「退勤したらPedroにETA送って」— この一言を入力したら、Shortcutsが自動で位置検知 → Maps所要時間計算 → Messages送信まで繋いでくれました。WWDC 2026でAppleが見せたデモです。

2017年のWorkflow買収から始まったiPhone自動化ツールが、9年越しにはじめて一般ユーザーへの扉を開きました。

3秒まとめ
自然言語で入力 Apple Intelligence ワークフロー自動生成 エディタで確認・修正 即実行

なぜ9年間パワーユーザー専用だったのか

iPhoneユーザーは全世界で15億人以上。でもShortcutsを実際に使っている人は何%でしょう?AppleがWorkflowを買収してShortcutsをiOSに標準搭載して9年が経ちますが、このアプリはずっとパワーユーザー向けでした。

理由は明快です。自動化を一つ作るには、「アクション」ブロックを一つずつ探して配置し、変数を管理し、アプリごとの動作を理解する必要がありました。「退勤したら家族にメッセージ送って」という簡単そうな自動化でも、位置トリガー設定・Maps連携・連絡先変数指定・条件分岐設定が必要だったんです。

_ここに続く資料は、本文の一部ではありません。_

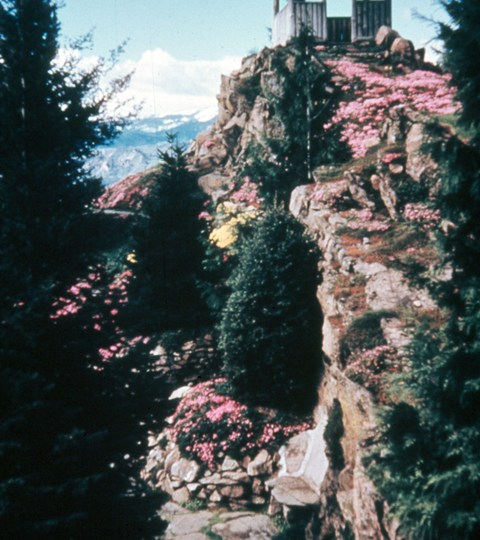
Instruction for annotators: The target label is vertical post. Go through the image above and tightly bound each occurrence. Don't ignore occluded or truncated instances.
[274,0,279,16]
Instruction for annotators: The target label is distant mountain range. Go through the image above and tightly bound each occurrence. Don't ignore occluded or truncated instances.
[89,110,216,185]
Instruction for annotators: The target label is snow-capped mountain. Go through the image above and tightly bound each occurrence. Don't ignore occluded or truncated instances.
[89,110,216,185]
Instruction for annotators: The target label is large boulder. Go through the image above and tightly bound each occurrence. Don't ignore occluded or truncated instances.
[198,172,230,195]
[405,122,439,182]
[390,37,417,67]
[375,26,400,49]
[270,476,321,507]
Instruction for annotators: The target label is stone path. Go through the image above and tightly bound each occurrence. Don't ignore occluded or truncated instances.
[161,502,279,539]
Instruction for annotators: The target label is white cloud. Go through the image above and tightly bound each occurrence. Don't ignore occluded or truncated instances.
[110,49,242,118]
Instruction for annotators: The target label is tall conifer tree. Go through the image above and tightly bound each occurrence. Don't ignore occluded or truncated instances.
[131,138,207,333]
[0,1,165,536]
[369,2,480,538]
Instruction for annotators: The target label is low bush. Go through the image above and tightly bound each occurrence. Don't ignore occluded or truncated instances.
[169,379,311,469]
[339,310,396,365]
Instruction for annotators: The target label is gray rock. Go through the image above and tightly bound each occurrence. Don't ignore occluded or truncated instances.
[375,25,400,49]
[247,449,273,476]
[175,534,209,540]
[221,456,240,472]
[198,172,231,195]
[211,513,279,540]
[164,510,214,538]
[283,432,309,475]
[252,478,264,495]
[377,174,398,220]
[220,484,245,499]
[170,458,201,484]
[199,473,238,486]
[390,37,416,67]
[164,447,181,474]
[222,470,250,483]
[270,476,320,507]
[186,482,201,493]
[171,486,191,505]
[210,490,223,503]
[346,171,375,210]
[405,122,438,182]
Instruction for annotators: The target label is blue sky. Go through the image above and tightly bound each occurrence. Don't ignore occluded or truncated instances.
[57,1,446,117]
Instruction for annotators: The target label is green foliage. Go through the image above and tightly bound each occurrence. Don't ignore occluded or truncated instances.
[0,0,129,297]
[218,208,322,414]
[0,1,166,536]
[240,28,349,206]
[339,310,395,364]
[273,521,309,540]
[131,137,208,332]
[438,0,480,136]
[395,175,429,208]
[324,399,345,471]
[369,12,480,532]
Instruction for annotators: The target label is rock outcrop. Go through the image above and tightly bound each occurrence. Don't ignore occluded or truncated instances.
[144,430,276,511]
[136,30,457,539]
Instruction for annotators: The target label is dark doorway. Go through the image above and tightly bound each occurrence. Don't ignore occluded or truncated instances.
[327,17,351,43]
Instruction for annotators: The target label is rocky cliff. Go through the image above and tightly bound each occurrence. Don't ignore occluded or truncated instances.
[107,29,459,539]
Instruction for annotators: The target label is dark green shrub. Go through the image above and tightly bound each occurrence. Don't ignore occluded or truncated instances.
[339,310,396,365]
[218,208,322,414]
[324,399,345,471]
[395,176,429,207]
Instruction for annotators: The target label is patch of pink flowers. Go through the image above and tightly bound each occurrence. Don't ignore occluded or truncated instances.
[169,379,311,469]
[403,203,441,230]
[50,268,147,362]
[326,60,460,158]
[96,172,152,211]
[345,345,399,399]
[310,181,348,211]
[347,208,391,232]
[230,176,261,207]
[382,152,404,164]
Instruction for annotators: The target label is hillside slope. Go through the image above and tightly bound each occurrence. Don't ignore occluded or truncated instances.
[104,29,460,539]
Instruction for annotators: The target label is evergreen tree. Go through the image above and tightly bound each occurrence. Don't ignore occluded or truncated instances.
[131,138,207,332]
[0,0,127,298]
[368,2,480,537]
[218,208,322,414]
[438,0,480,135]
[0,1,165,536]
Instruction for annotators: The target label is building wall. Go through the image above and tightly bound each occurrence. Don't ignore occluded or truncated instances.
[272,0,392,45]
[352,0,392,41]
[273,0,327,46]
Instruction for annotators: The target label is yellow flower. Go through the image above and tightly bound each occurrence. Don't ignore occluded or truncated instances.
[209,221,238,248]
[126,252,137,264]
[209,210,260,249]
[217,201,238,215]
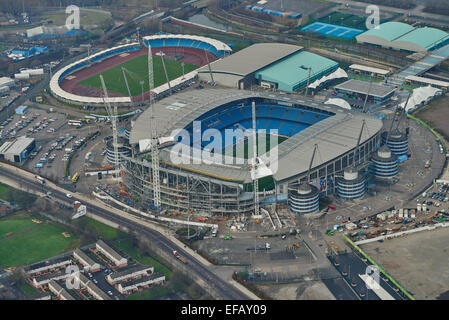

AppleのHome Software担当シニアマネージャー、Cecilia Dantasもこう認めています。「Shortcutsはとても強力ですが、作成プロセスは複雑に感じることがあります」。公式見解がこれです。

パワーユーザーの間でもShortcutsは「デバッグ地獄」として知られていました。何かうまくいかない時にエラーメッセージもなく止まり、データフローの追跡は「考古学」と呼ばれていたほどです。

iOS 27 AIが変えたこと

iOS 27の新しいShortcutsでは、最初の画面から変わっています。「ショートカットで何をしたいか教えてください」という入力フィールドが表示されるんです。そこに自動化したいことを普通の言葉で書くだけで、Apple Intelligenceが数秒でワークフローを組み立ててくれます。

数秒
複雑な自動化の生成時間
100%
生成後にエディタで確認・編集可能
2026年9月
iOS 27正式リリース予定

最も重要な設計ポイントは、生成されたショートカットが通常のエディタにそのまま展開されることです。チャットインターフェースの裏に隠されるブラックボックスではありません。全アクションが見えて、直接編集できます。AppleはこれをShortcutsの置き換えではなく「AIオンボーディングレイヤー」として設計したんです。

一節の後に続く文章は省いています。